CryoEM Sample Preparation and Data Collection
CryoEM grids were prepared by diluting protein samples with TBS 1 to 10 times immediately before applying 3.5 μL to glow-discharged 400 mesh, C-flat, 2 micron holes, 2 micron spacing, CF-2/2-4C (CF-224C-100) (Electron Microscopy Sciences) cryoEM grids. For some samples, multiple blots were applied in order to obtain the best particle density. All grids were blotted using a blot force of 0 and 5.5 second blot time at 100% humidity and 4°C and plunge-frozen in liquid ethane using a Vitrobot Mark IV (FEI Thermo Scientific). All cryoEM grids were screened on a Glacios transmission electron microscope (FEI Thermo Scientific) operated at 200 kV and equipped with a Gatan K2 or K3 Summit direct detector. Automated glacios data collection was carried out using Leginon (48) at a nominal magnification of 36,000x (1.16 Å/pixel). Movies were acquired in counting mode fractionated in 50 frames of 200 ms at 8.5 e-/pixel/sec for a total dose of ∼65e-/Å2. Details of data processing for each design are illustrated in Figures S9-S11.
CryoEM data processing
Multiple datasets were collected for each design and combined early on during processing. See Fig. S9-S11 and processing flowcharts for details. Briefly, images were manually curated to remove poor quality acquisitions such as bad ice or large regions of carbon. Dose-weighting and image alignment of all 50 frames was carried out using MotionCor2 (49) with 5X5 patch or with cryosparc v2 patch alignment tool with default parameters. Super-resolution data was binned 2X during alignment. Initial CTF parameters were estimated using CTFfind4 (50). Particle picking was done with a gaussian blob picker and in some cases followed by a template picker. Particles were extensively classified in 2D to remove ice and noisy particles, yielding in some cases relatively few particles.
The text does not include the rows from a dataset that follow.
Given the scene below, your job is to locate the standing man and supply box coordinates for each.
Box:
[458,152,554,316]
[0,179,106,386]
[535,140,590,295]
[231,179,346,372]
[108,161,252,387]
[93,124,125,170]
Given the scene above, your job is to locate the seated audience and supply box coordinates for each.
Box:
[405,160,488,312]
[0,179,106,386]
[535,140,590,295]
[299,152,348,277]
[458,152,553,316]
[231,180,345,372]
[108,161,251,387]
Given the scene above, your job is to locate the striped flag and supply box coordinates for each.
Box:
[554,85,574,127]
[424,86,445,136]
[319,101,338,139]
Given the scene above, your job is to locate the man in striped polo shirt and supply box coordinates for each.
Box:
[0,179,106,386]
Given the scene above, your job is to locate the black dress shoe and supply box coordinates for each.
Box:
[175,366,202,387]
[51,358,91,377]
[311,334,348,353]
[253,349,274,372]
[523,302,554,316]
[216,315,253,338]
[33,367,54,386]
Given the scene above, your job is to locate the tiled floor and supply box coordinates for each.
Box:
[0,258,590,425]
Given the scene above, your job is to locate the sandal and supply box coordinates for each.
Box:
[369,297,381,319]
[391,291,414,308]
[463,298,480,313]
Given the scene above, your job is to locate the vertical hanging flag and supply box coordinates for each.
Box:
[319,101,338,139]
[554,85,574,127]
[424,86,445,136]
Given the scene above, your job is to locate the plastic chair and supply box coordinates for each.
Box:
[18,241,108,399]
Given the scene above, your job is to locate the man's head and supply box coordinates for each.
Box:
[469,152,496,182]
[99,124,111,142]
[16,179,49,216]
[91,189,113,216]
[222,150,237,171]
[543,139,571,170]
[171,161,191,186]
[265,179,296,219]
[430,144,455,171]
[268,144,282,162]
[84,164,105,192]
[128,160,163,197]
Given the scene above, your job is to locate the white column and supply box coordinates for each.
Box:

Starting models for all designs were always obtained ab initio, despite clear evidence of the expected design in 2D. FSC curves were generated using cryoSPARC. All EM maps have been deposited in the EMDB (accession codes: EMD-XXXXX, EMD-XXXXX, EMD-XXXXX), and can be found in the supplementary data.
Visualization and figures
All structural images for figures were generated using PyMOL, Chimera or ChimeraX. Data was processed and figures were plotted using Pandas, MatplotLib, and Seaborn python libraries. Figures were further rendered and assembled using Adobe Illustrator and Inkscape.
Acknowledgements
We thank Ivan Anishchenko, Sergey Ovchinnikov, William Sheffler, Christoffer Norn, Dmitri Zorine, Luki Goldschmidt, and Timothy Huddy for helpful discussions.